Benefits of equal chance
Statistics around participation of female labour force in India show that women exit workplaces in substantial numbers every year during maternity, and the talent deficit this creates is huge, highlights Saundarya Rajesh, founder president of Avtar Group, a diversity and inclusion strategy firm. So, how do you change the mindset of the hiring managers to being more receptive? “It makes huge business sense for a company if the skill that an expectant mother brings in is far more exceeding than the number of days that she will go on leave, or for that matter, stay on a flexible working option. The skill is going to reap in more efficiency that will result in the bottom line," she says.
Prof. Dhir says it’s understandable for organizations to view pregnancy as an extended leave, thereby affecting targets, and that certain jobs and tasks offered to pregnant women may become an issue. “However, it is the nature of the job, task and role that should be under consideration and not being a female or being pregnant," she says. PayPal’s Pahuja agrees. As long as organizations make peace with the fact that everyone will go through some sort of life event at some point in time in their life, they are on a good wicket, he says. “Does that mean you stop and start your work every single time somebody has a life event? It’s a part of life. And people remember how you treated them during these events. They are more loyal and deliver more," he adds. Bayer’s Harish is optimistic that with time, more organizations will follow the suit and change their attitude towards pregnant women. However, in organizations that treat its employees as headcounts or as transactional cost, this would be a challenge.

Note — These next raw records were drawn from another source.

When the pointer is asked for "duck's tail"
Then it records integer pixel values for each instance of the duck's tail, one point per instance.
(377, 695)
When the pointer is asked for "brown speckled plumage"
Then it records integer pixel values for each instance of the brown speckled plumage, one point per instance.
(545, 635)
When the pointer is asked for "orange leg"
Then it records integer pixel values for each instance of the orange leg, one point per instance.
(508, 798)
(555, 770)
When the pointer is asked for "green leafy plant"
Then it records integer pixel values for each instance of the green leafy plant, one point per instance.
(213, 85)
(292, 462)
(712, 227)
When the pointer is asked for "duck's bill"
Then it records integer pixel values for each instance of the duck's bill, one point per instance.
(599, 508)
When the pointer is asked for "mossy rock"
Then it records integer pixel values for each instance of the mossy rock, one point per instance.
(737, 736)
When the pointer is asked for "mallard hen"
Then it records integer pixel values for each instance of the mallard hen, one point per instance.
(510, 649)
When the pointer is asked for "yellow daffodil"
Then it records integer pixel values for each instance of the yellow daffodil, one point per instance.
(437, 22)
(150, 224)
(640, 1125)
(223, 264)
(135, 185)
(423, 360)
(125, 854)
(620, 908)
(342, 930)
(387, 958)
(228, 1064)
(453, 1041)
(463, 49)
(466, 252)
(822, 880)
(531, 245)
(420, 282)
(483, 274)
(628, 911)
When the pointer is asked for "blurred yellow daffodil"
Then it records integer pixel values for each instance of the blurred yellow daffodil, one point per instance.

But it’s not just organizations and hiring managers, mindset of women employees too needs to change, points out Kulkarni. “When I walked into that meeting in Bayer, I was expecting that they would not make an offer. Women themselves have this mindset that if they are planning for a family or are already pregnant, they don’t make an attempt to explore opportunities because they’re too scared to get out of what they believe is a comfort zone, or they assume ‘this is not going to work’. When women see more such cases like mine being openly discussed, it’s going to bring awareness."